Actualmente estoy trabajando en un algoritmo para implementar un filtro de mediana móvil (análogo a un filtro de media rodante) en C. De mi búsqueda de la literatura, parece haber dos formas razonablemente eficientes de hacerlo. El primero es ordenar la ventana de valores inicial, luego realizar una búsqueda binaria para insertar el nuevo valor y eliminar el existente en cada iteración.

El segundo (de Hardle y Steiger, 1995, JRSS-C, Algoritmo 296) construye una estructura de montón de dos extremos, con un maxheap en un extremo, un minheap en el otro y la mediana en el medio. Esto produce un algoritmo de tiempo lineal en lugar de uno que es O (n log n).

Aquí está mi problema: implementar lo primero es factible, pero necesito ejecutar esto en millones de series temporales, por lo que la eficiencia es muy importante. Esto último está demostrando ser muy difícil de implementar. Encontré código en el archivo Trunmed.c del código para el paquete de estadísticas de R, pero es bastante indescifrable.

¿Alguien sabe de una implementación de C bien escrita para el algoritmo de mediana lineal de tiempo rodante?

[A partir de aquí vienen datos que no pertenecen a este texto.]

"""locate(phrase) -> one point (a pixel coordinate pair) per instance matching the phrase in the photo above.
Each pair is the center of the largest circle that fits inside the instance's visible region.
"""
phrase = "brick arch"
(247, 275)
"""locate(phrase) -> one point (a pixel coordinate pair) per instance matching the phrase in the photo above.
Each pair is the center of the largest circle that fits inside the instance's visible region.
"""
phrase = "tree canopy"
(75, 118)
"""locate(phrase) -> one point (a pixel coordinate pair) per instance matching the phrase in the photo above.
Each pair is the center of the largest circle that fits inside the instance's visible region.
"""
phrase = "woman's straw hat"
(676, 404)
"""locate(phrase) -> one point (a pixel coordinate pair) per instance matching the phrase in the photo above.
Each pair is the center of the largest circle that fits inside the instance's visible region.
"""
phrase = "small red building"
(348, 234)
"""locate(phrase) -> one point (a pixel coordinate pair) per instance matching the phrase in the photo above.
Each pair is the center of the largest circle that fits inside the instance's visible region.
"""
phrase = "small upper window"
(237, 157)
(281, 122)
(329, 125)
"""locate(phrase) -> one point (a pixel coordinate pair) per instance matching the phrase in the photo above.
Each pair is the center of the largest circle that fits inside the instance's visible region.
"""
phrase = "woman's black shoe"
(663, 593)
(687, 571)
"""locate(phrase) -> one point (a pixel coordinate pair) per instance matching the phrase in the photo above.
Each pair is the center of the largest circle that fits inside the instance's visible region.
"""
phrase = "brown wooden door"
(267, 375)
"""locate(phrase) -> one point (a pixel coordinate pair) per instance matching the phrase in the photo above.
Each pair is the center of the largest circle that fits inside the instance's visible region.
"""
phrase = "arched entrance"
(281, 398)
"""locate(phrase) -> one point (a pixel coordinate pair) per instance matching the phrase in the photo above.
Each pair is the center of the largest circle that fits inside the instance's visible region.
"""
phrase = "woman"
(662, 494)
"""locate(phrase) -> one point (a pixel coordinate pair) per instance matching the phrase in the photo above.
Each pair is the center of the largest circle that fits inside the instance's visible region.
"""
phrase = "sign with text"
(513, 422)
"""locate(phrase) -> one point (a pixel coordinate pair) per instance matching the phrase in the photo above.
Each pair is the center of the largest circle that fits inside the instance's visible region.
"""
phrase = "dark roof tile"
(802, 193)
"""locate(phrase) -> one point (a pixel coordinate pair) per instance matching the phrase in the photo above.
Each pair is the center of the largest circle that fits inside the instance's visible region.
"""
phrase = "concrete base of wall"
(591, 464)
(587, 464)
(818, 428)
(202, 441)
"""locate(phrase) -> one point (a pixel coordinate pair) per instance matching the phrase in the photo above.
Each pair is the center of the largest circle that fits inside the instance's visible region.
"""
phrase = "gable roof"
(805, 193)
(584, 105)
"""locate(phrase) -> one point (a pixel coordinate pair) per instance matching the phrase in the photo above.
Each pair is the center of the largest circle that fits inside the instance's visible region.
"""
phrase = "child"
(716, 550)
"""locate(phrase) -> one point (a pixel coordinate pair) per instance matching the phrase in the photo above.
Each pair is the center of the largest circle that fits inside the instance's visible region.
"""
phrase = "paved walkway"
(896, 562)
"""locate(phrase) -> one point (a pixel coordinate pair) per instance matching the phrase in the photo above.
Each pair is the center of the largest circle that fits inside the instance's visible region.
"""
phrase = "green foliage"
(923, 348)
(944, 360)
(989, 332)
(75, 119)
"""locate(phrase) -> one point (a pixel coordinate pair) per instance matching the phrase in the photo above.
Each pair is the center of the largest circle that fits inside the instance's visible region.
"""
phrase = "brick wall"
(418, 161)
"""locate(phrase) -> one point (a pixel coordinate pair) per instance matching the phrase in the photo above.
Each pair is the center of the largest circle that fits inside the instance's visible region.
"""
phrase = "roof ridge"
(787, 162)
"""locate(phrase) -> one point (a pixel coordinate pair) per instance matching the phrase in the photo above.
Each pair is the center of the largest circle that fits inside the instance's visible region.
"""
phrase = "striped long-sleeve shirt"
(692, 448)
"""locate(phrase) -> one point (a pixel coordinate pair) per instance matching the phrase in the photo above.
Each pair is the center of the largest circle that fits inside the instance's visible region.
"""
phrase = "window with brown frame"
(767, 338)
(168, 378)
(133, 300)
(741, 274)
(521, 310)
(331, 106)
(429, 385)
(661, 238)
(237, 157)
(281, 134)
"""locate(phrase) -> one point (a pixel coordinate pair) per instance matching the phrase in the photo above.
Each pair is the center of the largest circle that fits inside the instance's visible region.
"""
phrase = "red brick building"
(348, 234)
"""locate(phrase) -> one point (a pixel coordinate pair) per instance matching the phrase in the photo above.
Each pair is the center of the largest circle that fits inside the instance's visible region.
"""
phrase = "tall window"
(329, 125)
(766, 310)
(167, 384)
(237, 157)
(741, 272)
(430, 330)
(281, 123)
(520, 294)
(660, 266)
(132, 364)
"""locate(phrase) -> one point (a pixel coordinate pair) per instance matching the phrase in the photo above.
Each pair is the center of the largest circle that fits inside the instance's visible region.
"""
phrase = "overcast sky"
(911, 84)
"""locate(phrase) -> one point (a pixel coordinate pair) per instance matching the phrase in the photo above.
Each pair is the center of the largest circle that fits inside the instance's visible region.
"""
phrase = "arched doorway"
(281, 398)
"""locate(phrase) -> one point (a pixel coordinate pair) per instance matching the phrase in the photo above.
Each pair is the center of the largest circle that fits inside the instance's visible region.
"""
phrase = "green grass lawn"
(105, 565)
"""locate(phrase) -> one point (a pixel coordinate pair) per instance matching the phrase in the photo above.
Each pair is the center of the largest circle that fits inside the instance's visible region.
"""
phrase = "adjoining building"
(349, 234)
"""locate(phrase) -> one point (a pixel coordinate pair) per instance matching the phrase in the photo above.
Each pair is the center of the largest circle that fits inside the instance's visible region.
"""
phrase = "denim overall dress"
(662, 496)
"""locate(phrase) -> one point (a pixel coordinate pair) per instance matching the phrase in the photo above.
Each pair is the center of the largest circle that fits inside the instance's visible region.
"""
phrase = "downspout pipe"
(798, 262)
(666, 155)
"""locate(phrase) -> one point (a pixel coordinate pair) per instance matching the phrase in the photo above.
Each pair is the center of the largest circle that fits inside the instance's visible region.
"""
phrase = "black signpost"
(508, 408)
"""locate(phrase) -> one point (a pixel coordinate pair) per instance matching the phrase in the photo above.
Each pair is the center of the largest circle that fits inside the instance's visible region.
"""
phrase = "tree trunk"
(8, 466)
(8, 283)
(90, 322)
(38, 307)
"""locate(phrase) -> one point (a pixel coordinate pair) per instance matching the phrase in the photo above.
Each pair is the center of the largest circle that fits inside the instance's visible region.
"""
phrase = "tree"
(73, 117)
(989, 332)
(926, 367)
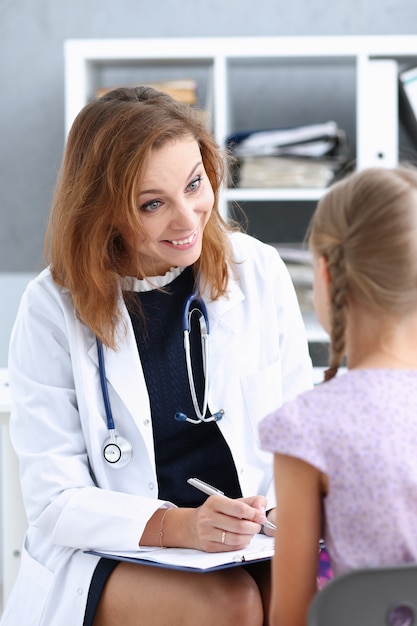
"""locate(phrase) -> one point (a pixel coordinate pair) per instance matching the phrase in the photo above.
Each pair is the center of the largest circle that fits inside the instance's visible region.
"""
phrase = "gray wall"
(32, 77)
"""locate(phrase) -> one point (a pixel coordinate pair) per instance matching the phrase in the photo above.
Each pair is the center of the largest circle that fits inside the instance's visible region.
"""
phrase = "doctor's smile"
(147, 351)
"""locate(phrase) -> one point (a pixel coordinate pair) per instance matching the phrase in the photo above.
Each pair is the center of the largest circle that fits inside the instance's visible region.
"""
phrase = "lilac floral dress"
(361, 430)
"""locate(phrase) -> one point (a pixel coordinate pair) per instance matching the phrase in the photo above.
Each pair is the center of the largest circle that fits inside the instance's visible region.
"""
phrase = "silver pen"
(212, 491)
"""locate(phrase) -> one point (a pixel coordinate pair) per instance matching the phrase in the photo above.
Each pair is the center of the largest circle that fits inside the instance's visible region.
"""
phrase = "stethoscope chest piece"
(117, 451)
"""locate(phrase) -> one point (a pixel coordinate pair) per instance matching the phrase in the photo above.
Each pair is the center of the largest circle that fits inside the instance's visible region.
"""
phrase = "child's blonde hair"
(366, 228)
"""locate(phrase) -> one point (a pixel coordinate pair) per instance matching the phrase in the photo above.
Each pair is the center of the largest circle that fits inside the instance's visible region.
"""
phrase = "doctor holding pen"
(146, 353)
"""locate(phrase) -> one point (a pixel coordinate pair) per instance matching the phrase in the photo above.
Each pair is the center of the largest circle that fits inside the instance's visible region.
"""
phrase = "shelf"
(270, 194)
(253, 82)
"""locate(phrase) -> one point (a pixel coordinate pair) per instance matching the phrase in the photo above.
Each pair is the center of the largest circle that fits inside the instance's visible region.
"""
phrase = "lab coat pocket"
(29, 594)
(262, 392)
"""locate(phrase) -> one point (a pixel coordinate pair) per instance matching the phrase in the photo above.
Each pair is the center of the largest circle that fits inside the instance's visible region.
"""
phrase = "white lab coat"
(74, 500)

Editar: enlace al código de Trunmed.c http://google.com/codesearch/p?hl=en&sa=N&cd=1&ct=rc#mYw3h_Lb_e0/R-2.2.0/src/library/stats/src/Trunmed.c

He src/library/stats/src/Trunmed.c R src/library/stats/src/Trunmed.c algunas veces, ya que quería algo similar en una subrutina C + clase / C independiente. Tenga en cuenta que en realidad se trata de dos implementaciones en una, consulte src/library/stats/man/runmed.Rd (la fuente del archivo de ayuda) que dice

 \details{ Apart from the end values, the result \code{y = runmed(x, k)} simply has \code{y[j] = median(x[(j-k2):(j+k2)])} (k = 2*k2+1), computed very efficiently. The two algorithms are internally entirely different: \describe{ \item{"Turlach"}{is the Härdle-Steiger algorithm (see Ref.) as implemented by Berwin Turlach. A tree algorithm is used, ensuring performance \eqn{O(n \log k)}{O(n * log(k))} where \code{n <- length(x)} which is asymptotically optimal.} \item{"Stuetzle"}{is the (older) Stuetzle-Friedman implementation which makes use of median \emph{updating} when one observation enters and one leaves the smoothing window. While this performs as \eqn{O(n \times k)}{O(n * k)} which is slower asymptotically, it is considerably faster for small \eqn{k} or \eqn{n}.} } } 

Sería bueno ver esto reutilizado de una manera más independiente. ¿Eres voluntario? Puedo ayudar con algunos de los R bits.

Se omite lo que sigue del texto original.